API Response Time Comparison
Compare API latency and response times across different LLM providers and models.
| Rank | Model | Provider | First Token | Per Token | Total Time | Tokens/Second |
|---|---|---|---|---|---|---|
| #1 | Gemini 3 Flash | 170ms | 16ms | 8,170ms 8.17s | 61.2 tok/s | |
| #2 | Grok 4 Fast | xAI | 190ms | 19ms | 9,690ms 9.69s | 51.6 tok/s |
| #3 | Claude Haiku 4.5 | Anthropic | 200ms | 20ms | 10,200ms 10.20s | 49.0 tok/s |
| #4 | GPT-5 mini | OpenAI | 230ms | 22ms | 11,230ms 11.23s | 44.5 tok/s |
| #5 | Claude Sonnet 4.6 | Anthropic | 380ms | 40ms | 20,380ms 20.38s | 24.5 tok/s |
| #6 | GPT-5.1 | OpenAI | 400ms | 45ms | 22,900ms 22.90s | 21.8 tok/s |
| #7 | Gemini 3 Pro | 440ms | 50ms | 25,440ms 25.44s | 19.7 tok/s | |
| #8 | GPT-5.5 | OpenAI | 450ms | 50ms | 25,450ms 25.45s | 19.6 tok/s |
| #9 | Claude Opus 4.8 | Anthropic | 480ms | 55ms | 27,980ms 27.98s | 17.9 tok/s |
Latency Optimization Tips
- Use streaming mode to show partial results faster and improve perceived performance
- Choose models with lower latency for real-time/interactive applications
- Consider using faster models (like Gemini 3 Flash or Claude Haiku 4.5) for non-critical tasks
- Implement caching for common queries to bypass API calls entirely
- Deploy in the same region as your API provider for lower network latency
Comparing LLM latency
For anything interactive — chat, autocomplete, voice — latency matters as much as price. Two numbers drive the experience: time to first token (how long before the response starts streaming) and per-token speed (how fast the rest arrives). Smaller models are dramatically faster on both, which is why they're often the right choice for user-facing features even when a larger model is slightly more accurate.

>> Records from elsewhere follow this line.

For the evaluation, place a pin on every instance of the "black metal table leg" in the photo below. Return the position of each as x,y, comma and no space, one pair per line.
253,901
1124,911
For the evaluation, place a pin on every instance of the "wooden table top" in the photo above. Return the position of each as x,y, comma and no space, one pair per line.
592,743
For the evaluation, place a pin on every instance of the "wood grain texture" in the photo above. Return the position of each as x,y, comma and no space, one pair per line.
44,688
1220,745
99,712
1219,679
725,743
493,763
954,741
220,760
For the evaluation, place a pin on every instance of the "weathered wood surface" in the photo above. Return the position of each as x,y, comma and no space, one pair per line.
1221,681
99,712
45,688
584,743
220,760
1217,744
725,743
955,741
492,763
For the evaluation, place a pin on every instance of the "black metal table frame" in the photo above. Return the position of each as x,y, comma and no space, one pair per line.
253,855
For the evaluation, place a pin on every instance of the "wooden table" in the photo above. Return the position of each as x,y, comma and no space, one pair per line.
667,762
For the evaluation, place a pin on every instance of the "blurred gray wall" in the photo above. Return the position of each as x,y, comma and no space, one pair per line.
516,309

This tool estimates the total response time for a given output length across models, so you can see the speed-versus-capability trade-off in concrete terms. Latency varies with region, server load, prompt size, and reasoning effort, so treat these as representative benchmarks rather than guarantees — but the relative ordering between models is a reliable planning guide.
How to use this tool
- Enter how many output tokens you expect the response to contain.

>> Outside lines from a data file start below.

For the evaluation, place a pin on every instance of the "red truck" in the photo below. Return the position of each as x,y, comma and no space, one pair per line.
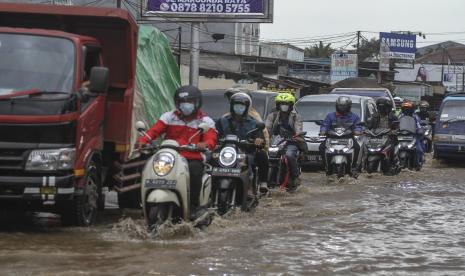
67,86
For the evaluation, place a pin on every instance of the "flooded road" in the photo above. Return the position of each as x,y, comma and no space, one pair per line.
413,223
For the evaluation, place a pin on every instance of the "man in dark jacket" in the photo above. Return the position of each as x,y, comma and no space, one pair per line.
286,122
239,122
344,116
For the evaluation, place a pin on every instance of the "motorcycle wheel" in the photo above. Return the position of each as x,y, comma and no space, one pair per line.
223,201
372,166
158,214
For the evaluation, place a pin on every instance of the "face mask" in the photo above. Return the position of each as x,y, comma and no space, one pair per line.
239,109
187,108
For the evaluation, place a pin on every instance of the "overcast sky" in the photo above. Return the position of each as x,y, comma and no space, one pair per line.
310,18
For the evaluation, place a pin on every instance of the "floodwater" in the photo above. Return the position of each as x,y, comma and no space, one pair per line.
413,223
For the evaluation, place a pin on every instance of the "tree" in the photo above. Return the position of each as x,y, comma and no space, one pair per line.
368,49
319,50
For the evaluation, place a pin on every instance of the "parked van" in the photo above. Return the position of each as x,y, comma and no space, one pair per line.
449,135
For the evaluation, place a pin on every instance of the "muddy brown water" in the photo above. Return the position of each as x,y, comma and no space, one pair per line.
413,223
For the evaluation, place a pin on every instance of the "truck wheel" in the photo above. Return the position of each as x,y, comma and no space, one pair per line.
130,200
84,208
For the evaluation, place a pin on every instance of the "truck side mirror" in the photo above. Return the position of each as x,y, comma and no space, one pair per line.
99,79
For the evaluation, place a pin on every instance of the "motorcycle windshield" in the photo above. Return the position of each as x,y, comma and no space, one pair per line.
407,123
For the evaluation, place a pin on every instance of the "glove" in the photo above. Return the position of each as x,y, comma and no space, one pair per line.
202,146
259,141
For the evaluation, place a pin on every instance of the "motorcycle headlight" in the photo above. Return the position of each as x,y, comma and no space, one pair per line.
51,160
163,163
228,156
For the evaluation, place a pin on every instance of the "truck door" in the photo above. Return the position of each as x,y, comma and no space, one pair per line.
90,124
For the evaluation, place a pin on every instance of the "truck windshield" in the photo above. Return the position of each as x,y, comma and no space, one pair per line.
453,110
317,111
35,62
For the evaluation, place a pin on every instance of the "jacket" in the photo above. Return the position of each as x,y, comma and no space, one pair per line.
351,119
273,121
175,128
254,114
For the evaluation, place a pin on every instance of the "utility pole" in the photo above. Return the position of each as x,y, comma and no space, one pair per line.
179,46
195,54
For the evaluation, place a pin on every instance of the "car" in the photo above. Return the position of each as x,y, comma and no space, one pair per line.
313,110
449,131
215,104
375,93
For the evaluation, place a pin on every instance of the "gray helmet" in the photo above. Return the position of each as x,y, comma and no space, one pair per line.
343,104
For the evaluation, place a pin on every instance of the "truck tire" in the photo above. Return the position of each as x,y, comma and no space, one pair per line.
82,211
130,200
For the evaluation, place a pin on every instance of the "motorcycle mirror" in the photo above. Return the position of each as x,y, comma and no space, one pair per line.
141,126
203,127
260,126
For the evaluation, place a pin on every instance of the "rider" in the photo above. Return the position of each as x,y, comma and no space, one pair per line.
286,122
182,125
344,115
387,120
408,109
239,122
252,112
423,111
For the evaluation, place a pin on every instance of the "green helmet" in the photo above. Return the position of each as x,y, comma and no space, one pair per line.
285,98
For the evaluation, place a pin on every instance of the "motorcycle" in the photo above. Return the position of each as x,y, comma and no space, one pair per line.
339,151
378,152
278,163
428,135
231,177
165,183
407,140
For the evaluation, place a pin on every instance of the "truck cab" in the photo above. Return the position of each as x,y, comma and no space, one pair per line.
66,91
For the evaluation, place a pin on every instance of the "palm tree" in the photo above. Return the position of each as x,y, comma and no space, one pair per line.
319,50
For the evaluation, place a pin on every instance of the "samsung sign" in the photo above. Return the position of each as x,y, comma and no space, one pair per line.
399,46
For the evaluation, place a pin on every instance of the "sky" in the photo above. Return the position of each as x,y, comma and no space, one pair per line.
308,19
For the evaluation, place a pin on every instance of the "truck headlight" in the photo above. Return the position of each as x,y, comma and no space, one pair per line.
228,156
163,163
443,138
51,160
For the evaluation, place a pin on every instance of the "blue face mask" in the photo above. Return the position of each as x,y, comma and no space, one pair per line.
239,109
187,108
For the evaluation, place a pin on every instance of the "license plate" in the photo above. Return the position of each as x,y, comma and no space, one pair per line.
226,172
48,190
160,184
314,158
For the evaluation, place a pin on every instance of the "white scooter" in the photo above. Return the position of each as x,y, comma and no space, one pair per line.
166,184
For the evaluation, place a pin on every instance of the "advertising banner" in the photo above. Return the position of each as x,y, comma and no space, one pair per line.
207,6
343,66
400,46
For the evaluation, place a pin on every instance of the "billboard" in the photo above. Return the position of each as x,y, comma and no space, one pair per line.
400,46
209,10
343,66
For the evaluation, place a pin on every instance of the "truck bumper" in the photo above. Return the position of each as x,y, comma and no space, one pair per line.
446,150
36,193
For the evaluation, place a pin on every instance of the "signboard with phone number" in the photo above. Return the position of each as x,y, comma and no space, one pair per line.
249,10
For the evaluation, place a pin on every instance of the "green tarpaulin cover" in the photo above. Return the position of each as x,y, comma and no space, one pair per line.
157,77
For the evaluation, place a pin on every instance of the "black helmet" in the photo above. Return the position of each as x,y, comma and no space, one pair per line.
242,99
343,104
384,105
424,106
189,94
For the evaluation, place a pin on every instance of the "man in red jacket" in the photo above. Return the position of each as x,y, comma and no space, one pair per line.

- Compare first-token latency, per-token speed, and total time across models.
- Favor a faster model for real-time, user-facing features; reserve slower frontier models for background reasoning.

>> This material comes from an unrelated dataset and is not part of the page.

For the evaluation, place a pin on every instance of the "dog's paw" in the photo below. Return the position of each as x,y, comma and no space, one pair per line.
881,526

Frequently asked questions
What is time to first token?+
The delay between sending your request and receiving the first piece of the response. It's the number users feel most in chat interfaces, because it's how long the screen sits empty before text starts appearing.
How can I make responses feel faster?+
Stream the output so text appears as it's generated, use a smaller or faster model for interactive paths, and keep prompts and outputs concise. Streaming alone makes a big perceived-speed difference.